To be sure, the words and phrases that frame this type of conservatism have changed. While in the 1960s homosexuals were often accused of being “perverts,” in the 1990s they were said to be too “different.” Today, opposition to the rights of same-sex couples is said to be a question of “choice.” New bottles, but old wine—the rejection of true equality under the law has remained the same.
Although Socialists enacted the legalization of gay marriage, most of them failed to mount a spirited defense of the law—just as fifteen years ago, when the civil union law was debated, the Socialist Party seemed reluctant to deliver on its own campaign promise, which had been included on its platform to appeal to young leftists. During the debates in the National Assembly in the spring of 2013, many members of Hollande’s party provided only half-hearted or token support for the proposed reform. This often left the pugnacious minister of justice, Christiane Taubira, the representative for French Guyana, fighting a lonely battle against right-wingers. Prime Minister Jean-Marc Ayrault publicly opposed the Socialists’ own family minister, who argued that the issue of medically assisted procreation (MAP) for homosexual couples could not be distinguished from the issue of marriage. In fact, only the Greens and the Communists—who hold few votes in the assembly—were willing to have a real debate on this question. As a result, French lesbians who want recourse to MAP must still travel to Brussels or Amsterdam—an unsettling echo from the past, when French women traveled to the same places to obtain abortions.
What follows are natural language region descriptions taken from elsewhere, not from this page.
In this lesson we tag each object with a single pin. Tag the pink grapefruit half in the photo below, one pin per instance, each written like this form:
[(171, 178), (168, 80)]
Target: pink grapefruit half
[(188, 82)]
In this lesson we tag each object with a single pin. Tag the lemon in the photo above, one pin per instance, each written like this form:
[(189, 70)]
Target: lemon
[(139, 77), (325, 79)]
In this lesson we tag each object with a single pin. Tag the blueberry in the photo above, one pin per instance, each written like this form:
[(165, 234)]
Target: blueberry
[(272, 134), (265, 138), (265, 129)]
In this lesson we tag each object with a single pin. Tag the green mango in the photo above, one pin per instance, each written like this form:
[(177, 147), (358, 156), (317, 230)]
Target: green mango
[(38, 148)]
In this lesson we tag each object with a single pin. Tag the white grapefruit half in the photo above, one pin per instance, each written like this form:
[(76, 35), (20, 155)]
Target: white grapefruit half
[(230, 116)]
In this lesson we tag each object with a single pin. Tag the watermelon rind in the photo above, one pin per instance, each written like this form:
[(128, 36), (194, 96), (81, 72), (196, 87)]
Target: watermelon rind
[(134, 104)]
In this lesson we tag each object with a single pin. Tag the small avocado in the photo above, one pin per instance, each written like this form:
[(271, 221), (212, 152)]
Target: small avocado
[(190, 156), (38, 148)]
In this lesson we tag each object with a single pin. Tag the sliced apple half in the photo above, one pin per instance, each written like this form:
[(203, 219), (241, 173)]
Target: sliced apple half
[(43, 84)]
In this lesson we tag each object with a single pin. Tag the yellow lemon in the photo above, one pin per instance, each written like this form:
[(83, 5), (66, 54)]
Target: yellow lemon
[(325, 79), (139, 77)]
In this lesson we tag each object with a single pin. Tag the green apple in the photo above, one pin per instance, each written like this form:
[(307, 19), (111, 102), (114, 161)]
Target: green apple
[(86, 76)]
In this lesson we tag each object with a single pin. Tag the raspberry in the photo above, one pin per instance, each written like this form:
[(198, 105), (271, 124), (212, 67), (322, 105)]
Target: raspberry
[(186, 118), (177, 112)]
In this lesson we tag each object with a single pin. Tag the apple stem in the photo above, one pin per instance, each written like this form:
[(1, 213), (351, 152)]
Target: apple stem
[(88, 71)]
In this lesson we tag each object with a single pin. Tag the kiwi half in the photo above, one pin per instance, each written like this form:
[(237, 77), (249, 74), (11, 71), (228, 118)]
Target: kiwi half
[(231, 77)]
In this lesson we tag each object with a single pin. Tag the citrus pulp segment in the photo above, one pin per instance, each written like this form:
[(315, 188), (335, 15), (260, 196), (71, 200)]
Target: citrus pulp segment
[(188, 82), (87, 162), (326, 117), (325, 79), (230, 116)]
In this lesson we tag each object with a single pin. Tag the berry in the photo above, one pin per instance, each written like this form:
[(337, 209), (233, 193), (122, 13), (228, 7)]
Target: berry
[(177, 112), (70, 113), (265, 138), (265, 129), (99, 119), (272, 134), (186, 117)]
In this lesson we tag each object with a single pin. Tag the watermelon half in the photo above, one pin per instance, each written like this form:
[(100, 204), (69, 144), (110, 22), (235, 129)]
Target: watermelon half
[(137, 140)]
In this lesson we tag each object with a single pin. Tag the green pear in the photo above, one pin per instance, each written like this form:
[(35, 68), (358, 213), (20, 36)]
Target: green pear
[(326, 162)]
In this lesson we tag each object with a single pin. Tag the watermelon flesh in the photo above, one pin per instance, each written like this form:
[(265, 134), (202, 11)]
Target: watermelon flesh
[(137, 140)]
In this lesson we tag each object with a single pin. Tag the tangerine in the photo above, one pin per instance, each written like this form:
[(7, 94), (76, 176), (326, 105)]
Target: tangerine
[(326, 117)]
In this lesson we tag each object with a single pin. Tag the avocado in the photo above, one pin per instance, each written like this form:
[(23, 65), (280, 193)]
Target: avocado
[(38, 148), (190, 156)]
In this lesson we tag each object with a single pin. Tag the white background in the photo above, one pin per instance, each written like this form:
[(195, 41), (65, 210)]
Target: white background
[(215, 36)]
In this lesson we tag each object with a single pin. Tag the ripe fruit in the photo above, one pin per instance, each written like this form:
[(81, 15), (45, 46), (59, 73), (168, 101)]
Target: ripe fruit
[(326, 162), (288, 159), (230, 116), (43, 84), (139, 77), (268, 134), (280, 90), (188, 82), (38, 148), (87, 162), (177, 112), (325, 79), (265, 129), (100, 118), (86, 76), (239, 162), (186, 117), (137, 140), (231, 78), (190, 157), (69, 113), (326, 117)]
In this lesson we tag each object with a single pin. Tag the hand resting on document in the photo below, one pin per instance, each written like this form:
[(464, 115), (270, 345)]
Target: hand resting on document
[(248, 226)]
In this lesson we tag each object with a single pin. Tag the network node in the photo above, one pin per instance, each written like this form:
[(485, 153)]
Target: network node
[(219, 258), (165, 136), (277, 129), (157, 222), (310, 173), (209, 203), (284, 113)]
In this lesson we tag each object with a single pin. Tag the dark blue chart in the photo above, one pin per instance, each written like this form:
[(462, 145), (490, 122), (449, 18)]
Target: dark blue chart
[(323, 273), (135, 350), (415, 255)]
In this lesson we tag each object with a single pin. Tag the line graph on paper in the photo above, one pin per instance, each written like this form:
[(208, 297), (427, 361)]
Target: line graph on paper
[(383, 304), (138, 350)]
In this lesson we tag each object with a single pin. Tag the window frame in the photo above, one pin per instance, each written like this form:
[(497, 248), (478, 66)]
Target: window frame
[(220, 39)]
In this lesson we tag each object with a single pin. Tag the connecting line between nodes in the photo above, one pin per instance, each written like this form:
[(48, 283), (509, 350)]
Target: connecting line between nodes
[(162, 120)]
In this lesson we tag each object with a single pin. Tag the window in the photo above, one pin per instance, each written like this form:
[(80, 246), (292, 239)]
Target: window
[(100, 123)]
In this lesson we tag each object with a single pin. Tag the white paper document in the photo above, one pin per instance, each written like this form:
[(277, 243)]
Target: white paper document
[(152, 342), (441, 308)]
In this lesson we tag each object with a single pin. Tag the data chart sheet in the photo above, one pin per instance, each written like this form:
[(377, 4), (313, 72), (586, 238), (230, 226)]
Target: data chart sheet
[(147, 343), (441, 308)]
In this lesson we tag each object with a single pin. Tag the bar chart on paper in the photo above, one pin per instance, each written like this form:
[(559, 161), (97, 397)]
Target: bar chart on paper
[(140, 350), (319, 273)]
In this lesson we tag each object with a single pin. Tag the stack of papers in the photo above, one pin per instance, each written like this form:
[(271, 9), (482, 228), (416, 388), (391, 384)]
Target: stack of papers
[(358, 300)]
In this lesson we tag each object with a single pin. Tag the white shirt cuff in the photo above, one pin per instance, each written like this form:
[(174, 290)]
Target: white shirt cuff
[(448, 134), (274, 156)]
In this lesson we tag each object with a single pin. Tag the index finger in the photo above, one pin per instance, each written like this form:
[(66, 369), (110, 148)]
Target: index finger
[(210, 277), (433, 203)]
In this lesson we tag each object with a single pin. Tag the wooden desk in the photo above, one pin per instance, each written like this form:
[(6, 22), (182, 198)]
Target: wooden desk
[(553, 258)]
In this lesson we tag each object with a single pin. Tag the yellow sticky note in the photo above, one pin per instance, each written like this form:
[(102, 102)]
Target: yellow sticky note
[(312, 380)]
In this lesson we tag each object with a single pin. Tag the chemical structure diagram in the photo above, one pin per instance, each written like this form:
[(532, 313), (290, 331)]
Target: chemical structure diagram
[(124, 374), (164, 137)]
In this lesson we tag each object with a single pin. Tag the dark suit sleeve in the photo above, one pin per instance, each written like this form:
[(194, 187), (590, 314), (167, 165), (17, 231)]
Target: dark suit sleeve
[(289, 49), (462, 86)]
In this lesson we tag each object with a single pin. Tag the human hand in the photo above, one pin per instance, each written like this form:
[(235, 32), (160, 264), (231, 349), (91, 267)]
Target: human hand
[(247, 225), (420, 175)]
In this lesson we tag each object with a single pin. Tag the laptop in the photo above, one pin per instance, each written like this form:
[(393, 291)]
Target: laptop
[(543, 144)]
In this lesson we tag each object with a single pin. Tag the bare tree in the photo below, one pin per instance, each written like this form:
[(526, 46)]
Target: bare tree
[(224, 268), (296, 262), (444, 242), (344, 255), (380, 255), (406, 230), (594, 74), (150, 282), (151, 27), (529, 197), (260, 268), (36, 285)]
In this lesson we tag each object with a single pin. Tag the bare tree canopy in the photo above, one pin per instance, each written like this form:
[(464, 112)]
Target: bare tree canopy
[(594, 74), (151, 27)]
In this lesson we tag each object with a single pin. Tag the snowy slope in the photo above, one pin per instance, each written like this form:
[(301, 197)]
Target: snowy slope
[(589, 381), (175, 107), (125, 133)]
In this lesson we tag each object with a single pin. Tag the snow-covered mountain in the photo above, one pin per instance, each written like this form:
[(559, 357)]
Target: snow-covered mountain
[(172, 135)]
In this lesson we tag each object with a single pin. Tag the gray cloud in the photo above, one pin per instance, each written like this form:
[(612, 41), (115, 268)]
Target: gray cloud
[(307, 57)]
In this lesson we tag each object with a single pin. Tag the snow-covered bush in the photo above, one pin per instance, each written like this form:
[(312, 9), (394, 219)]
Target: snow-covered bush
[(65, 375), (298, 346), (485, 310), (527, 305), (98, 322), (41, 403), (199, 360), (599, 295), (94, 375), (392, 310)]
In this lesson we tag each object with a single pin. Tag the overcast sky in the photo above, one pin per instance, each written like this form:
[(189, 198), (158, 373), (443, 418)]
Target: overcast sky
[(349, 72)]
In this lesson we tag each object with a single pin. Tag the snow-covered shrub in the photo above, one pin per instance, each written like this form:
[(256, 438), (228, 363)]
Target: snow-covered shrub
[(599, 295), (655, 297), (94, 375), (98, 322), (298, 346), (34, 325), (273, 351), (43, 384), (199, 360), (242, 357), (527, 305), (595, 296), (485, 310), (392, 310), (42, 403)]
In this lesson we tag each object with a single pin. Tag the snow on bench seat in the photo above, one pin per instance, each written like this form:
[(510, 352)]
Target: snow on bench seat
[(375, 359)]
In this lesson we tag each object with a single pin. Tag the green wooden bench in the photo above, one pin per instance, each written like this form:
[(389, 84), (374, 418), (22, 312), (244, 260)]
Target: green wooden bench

When it comes to sexual rights, the French left could be a lot bolder. But the only audacity most Socialists displayed cut the other way. In an odd speech given at the annual meeting of the 36,000-member French association of mayors—many of whom are conservative—Hollande himself suggested that they could always invoke the “conscience clause” if they did not want to wed gay couples. This was an amazing statement from the person who is supposed to be the guardian of the constitution, especially because there is no such thing as a “conscience clause” in French law. Rather, as the interior minister quickly—and quietly—reminded the prefects, refusing to marry gay couples would be an indictable breach of duty.
The issue of gay marriage thus reveals a social conservatism that remains strong even on the French left. Consider that only 2 of the 577 deputies in the National Assembly have come out as gays. Should we conclude that 99.65 percent of the representatives of the French people are heterosexual? If so, it is debatable whether they truly represent the republic they were elected to serve. Or perhaps our deputies, a majority of whom are Socialists, still believe in the virtues of the closet.
Translated by Jean-Christian Vinel.
Marc Olivier Baruch previously worked in the French departments of education and culture and the office of the prime minister. He now teaches contemporary history and history of the state in the École des hautes études en sciences sociales in Paris. He has written books on occupied France, postwar purges, and public elites under dictatorships, and a forthcoming essay on French historians and the law.